Fabrication of high-strength macroporous carbons with tunable pore size by a simple powder process using phenolic resin microspheres

Abstract

High-strength macroporous carbons with tunable pore sizes were fabricated by the simple mixing–pressing–hardening–carbonization of phenolic resin microspheres as a matrix with acid-catalyzed furfuryl alcohol as a binder. Pore-size tuning with the open cell structures was possible by changing the diameters of the phenolic microspheres in the range of 8–100 μm. After pressing the mixture of phenolic resin microspheres and binder, hardening at 170 °C for 5 h in air, and carbonizing at 1000 °C for 1 h in nitrogen flow, the macroporous carbon was formed.

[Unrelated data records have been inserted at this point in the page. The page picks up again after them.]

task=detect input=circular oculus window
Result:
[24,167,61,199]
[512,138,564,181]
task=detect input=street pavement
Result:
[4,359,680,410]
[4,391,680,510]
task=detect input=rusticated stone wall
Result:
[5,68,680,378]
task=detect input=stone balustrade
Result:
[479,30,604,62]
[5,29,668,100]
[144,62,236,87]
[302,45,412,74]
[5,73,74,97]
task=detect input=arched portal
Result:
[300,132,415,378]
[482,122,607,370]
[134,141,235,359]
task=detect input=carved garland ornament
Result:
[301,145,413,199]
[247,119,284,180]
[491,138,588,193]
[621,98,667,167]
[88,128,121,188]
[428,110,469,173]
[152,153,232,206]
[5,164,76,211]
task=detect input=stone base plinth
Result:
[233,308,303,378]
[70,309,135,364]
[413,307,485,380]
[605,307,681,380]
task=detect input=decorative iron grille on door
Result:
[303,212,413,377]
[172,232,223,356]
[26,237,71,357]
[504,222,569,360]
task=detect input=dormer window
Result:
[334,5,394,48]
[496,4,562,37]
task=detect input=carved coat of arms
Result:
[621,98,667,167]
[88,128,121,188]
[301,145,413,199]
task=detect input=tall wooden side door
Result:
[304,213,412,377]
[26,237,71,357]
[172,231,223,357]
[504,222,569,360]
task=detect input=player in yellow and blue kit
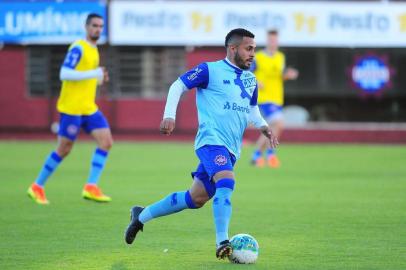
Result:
[251,30,299,168]
[125,29,278,259]
[28,13,113,204]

The mean pore sizes of the macroporous carbons were 1.8, 6.6, and 27.5 μm for 8-, 25-, and 100-μm-diameter phenolic microspheres, respectively, and the corresponding bulk densities were 1.01, 1.00, and 0.94 g/cm3. The compressive strengths of the fabricated macroporous carbon samples were 106.8, 83.5, and 43.6 MPa for the 8-, 25-, and 100-μm-diameter phenolic microspheres, respectively, which were notably higher than those of typical carbon foams. The simple fabrication process with easily tunable pore size, which yields macroporous carbons with remarkably high mechanical strength, has potential for large-scale production and many applications.